Chirac, la malheureuse dissolution
Le 21 avril 1997, un an seulement avant les élections législatives, qui devaient avoir lieu en 1998, le président de la République Jacques Chirac annonce, dans une allocution surprise, la dissolution de l’Assemblée nationale et la tenue d’élections légilslatives les 25 mai et 1er juin. Si les précédentes dissolutions étaient motivées par un contexte le justifiant, celle-ci semble avoir été décidée par intérêt exclusif de l’exécutif, alors que la côte de popularité du camp de droite diminuait depuis la prise de fonctions du président de la République, en 1995.
Les résultats ont sonné comme une déconvenue pour l’exécutif. La gauche plurielle, emmenée par Lionel Jospin, remporte la majorité absolue des sièges de l’Assemblée, avec 319 députés élus. Une cohabitation de cinq années s’intalle au sommet de l’État, la plus longue qu’ait connue la France, et la seule résultant d’une dissolution, jusqu’à l’éventuelle nomination d’un nouveau gouvernement par Emmanuel Macron. L’aventure de la dissolution ne sera plus tentée par aucun président, à partir de 1997, devant la déconvenue qu’elle a représentée pour le pouvoir, jusqu’à ce 9 juin 2024 et l’annonce d’Emmanuel Macron. Les résultats, une nouvelle fois plutôt défavorables à l’exécutif, ne devraient pas encourager la pratique dans les années à venir.
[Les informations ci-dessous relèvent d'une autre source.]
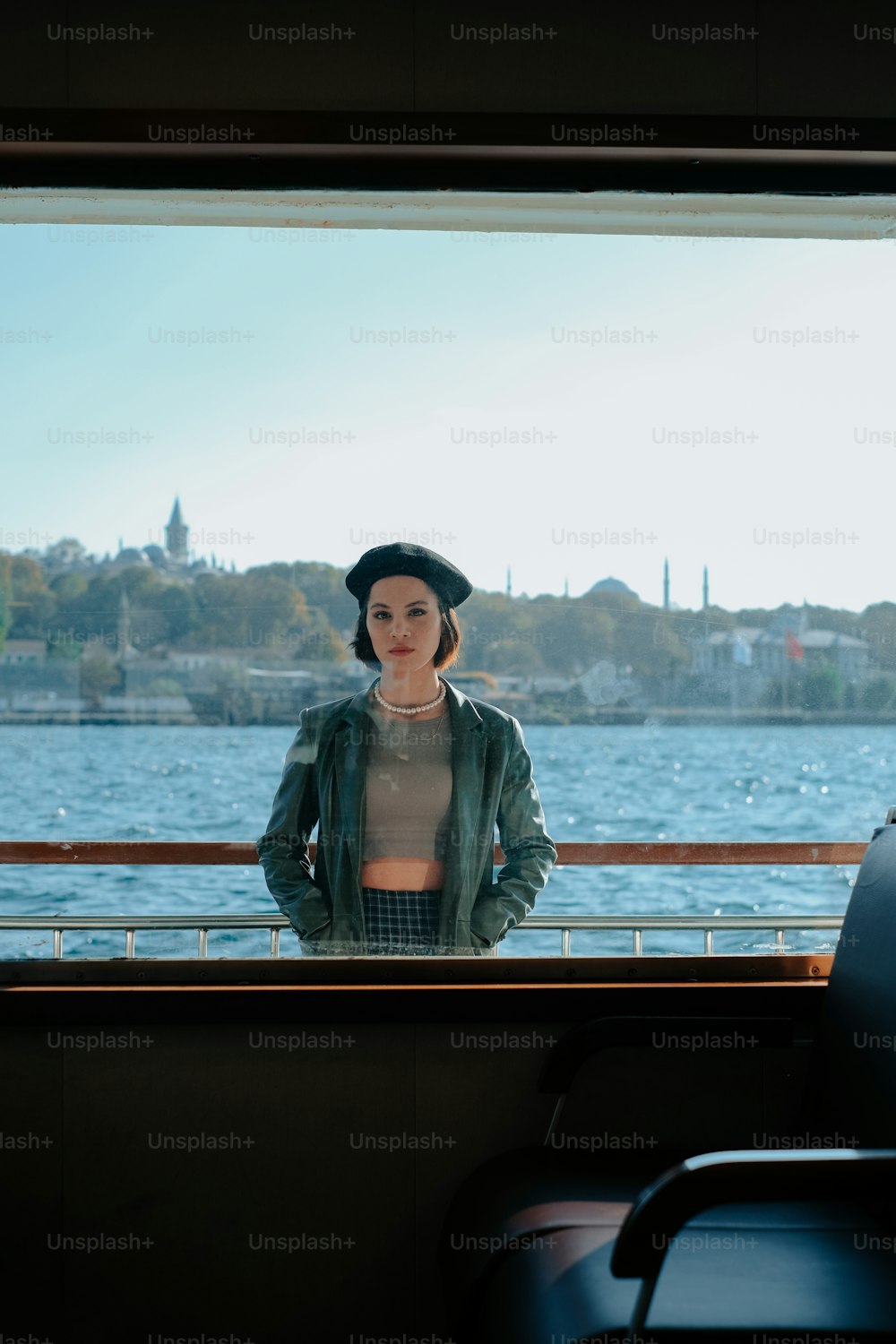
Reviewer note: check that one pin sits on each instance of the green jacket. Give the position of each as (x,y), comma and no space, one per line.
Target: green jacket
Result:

Une pratique exclue des IIIeet IVe Républiques
Revenons quelques temps en arrière. Lors des IIIe et IVe Républiques, le recours à la dissolution n’a eu lieu qu’à une reprise chacune, tant la pratique était impopulaire. En 1877, le président de la République monarchiste Patrice de Mac Mahon, en conflit avec la majorité républicaine de la Chambre des Députés. Une majorité républicaine sera confirmée par le vote. Un pari raté pour le président de la République. La dissolution devient, à ce moment-là, une pratique honnie, qui ne sera plus mise en œuvre pendant près de 80 ans.
En 1955, la France vit sous le régime de la IVe République. Régime le plus instable qu’ait connu le pays, les gouvernements se suivent, entre nominations et renversements. Le président Edgar Faure décide la dissolution de l’Assemblée nationale devant la succession des crises gouvernementales. Cela n’empêchera pas l’instabilité gouvernementale de perdurer, jursqu’en 1958. Avec la Ve République, la dissolution est devenue une pratique participant à la stabilité politique de la France, comme l’ont démontré les différentes dissolutions prononcées avant 1997.
Vers une instabilité politique prolongée ?
La dissolution de 2024 est de fait la première dont la conséquence semble devoir être une instabilité politique, comme la France ne l’a plus connu depuis 1958. En effet, aucun bloc ne se détache franchement des autres, en l’absence de coalition formelle. Le premier groupe à l’Assemblée, le Nouveau Front Populaire (NFP), fort de 180 à 190 députés ne devrait pas être en capacité de gouverner, face à près de 400 députés d’opposition qui lui sont hostiles. L’Assemblée nationale semble n’être composée que de minorités absolues, de force plus ou moins similaire. En réalité, avec environ 180 députés pour le NFP, 160 députés pour le camp présidentiel et 140 députés pour le RN, les trois forces politiques se trouvent dans un mouchoir de poche.
Alors que la Ve République avait été mise en place pour garantir une stabilité politique, via l’installation d’un bipartisme, en rupture avec l’instabilité des précédentes décénnies, la France se retrouve aujourd’hui avec trois blocs, peu ou prou égaux en rapport de force dans une espèce de résurrection de la IVe République. La question se pose de la capacité d’adaptation à ce nouveau tripartisme, de la part d’institutions qui ont su, depuis 1958, résister au temps et aux évènements.